One zone for this, one zone for that
“This was the backbone of zoning: a division of the city into use zones and boxes into which buildings had to fit in order to avoid crowding their neighbors; to avoid creating public health, safety, or fire hazards; and to prevent land use combinations likely to create nuisances in the future.” (p.3 “A Better Way to Zone”)
I’ve decided to take a break from the usual statistics papers that I discuss on this blog to provide a brief review of a book I recently finished, “A Better Way to Zone: Ten Principles to Create More Livable Cities” by Donald Elliot. While zoning is not the sexiest of topics, the influence zoning has on our built environment cannot be overstated.

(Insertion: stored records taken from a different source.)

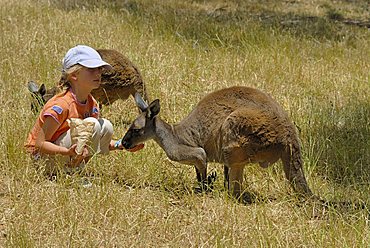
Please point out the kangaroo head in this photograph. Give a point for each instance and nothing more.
(143, 127)
(37, 94)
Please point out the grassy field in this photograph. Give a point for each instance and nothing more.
(313, 57)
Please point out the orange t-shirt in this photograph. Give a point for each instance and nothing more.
(62, 107)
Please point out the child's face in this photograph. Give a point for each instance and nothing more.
(89, 78)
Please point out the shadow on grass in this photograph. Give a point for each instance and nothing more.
(225, 25)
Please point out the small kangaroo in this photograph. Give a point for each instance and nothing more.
(233, 126)
(119, 83)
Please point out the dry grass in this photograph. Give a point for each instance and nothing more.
(304, 53)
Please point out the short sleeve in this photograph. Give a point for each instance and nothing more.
(58, 111)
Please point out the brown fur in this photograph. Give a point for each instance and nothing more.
(119, 83)
(233, 126)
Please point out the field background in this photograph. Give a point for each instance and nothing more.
(312, 56)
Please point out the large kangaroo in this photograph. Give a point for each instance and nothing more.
(233, 126)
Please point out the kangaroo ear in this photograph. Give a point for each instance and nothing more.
(42, 90)
(140, 102)
(154, 108)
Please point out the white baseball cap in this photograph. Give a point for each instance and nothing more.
(85, 56)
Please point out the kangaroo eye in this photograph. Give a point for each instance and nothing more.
(136, 131)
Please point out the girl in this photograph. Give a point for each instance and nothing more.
(50, 137)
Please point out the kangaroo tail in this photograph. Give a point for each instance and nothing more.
(292, 161)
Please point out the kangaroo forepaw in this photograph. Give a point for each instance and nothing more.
(206, 185)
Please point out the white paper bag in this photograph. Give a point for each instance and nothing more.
(81, 133)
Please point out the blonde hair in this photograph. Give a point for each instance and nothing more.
(64, 81)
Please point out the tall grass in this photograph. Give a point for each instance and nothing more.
(317, 67)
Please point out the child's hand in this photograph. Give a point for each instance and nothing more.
(77, 159)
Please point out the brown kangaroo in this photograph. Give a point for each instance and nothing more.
(233, 126)
(119, 83)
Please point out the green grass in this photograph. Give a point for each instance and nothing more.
(303, 53)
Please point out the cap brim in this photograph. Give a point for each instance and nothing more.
(95, 63)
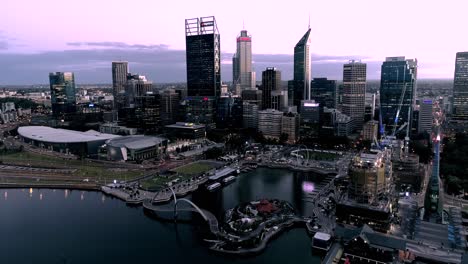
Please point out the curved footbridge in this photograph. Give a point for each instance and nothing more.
(189, 207)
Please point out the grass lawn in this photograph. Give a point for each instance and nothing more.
(194, 168)
(84, 169)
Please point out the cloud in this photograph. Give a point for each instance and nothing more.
(118, 45)
(157, 62)
(3, 45)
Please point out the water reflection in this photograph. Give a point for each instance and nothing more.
(308, 187)
(186, 236)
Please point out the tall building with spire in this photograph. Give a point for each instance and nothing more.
(460, 88)
(62, 93)
(203, 54)
(242, 73)
(397, 92)
(302, 67)
(119, 79)
(354, 92)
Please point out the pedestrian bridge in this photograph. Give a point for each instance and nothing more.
(189, 207)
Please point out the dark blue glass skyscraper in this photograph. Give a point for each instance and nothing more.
(62, 93)
(397, 92)
(302, 65)
(203, 53)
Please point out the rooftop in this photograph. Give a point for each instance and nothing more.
(135, 142)
(185, 125)
(58, 135)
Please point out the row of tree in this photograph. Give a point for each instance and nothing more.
(454, 163)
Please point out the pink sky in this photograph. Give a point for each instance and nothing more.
(432, 31)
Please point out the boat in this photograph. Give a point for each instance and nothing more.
(229, 179)
(213, 186)
(321, 241)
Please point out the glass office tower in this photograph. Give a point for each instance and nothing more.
(397, 92)
(62, 93)
(203, 56)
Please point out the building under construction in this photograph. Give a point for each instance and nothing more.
(370, 192)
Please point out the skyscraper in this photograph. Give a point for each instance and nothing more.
(62, 93)
(302, 66)
(324, 92)
(460, 88)
(119, 79)
(242, 73)
(203, 54)
(397, 92)
(271, 81)
(136, 86)
(354, 92)
(425, 116)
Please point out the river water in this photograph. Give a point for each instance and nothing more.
(63, 226)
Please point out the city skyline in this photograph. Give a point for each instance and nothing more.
(158, 51)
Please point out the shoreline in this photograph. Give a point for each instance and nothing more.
(51, 186)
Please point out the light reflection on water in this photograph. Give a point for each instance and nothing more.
(92, 223)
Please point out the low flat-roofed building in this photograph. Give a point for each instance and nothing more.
(64, 140)
(115, 129)
(135, 148)
(185, 130)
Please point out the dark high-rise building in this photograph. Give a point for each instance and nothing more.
(324, 92)
(397, 92)
(253, 96)
(169, 106)
(460, 88)
(119, 80)
(242, 73)
(271, 81)
(136, 85)
(148, 112)
(229, 112)
(200, 110)
(354, 92)
(302, 65)
(62, 93)
(203, 54)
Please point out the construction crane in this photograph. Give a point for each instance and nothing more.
(402, 96)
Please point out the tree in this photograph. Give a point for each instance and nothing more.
(453, 185)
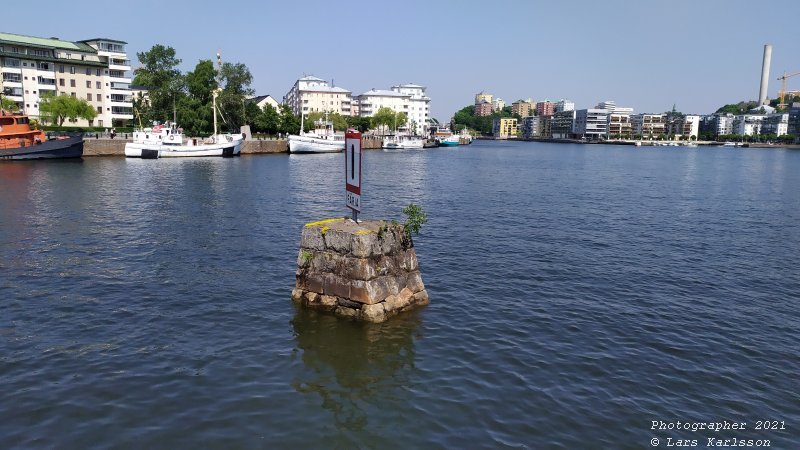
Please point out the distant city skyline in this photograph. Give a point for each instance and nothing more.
(644, 55)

Indeed, many of the serious societal problems we’re facing in the US today, from homelessness and housing prices to our dependence on cars, can find some major root in the local zoning code.
While I’ve been fascinated with and studied the built environment for years, this was my first major foray into a text that explicitly touched the zoning code. As such, I can’t comment on how effectively Elliot offers his readers an accurate picture of the zoning landscape, but I can say that my general impression of Elliot’s expertise and his writing was very positive. I came away feeling much more educated about the history of zoning in the US that led to our current problems.
I can’t hope to cover everything Elliot does in his book, but I’m hoping to provide a brief overview of what zoning is and why it matters, a few key principles Elliot prescribes for better zoning, as well as touch on why I find this topic so exciting. You can also take a look at my notes, for those interested in reading more.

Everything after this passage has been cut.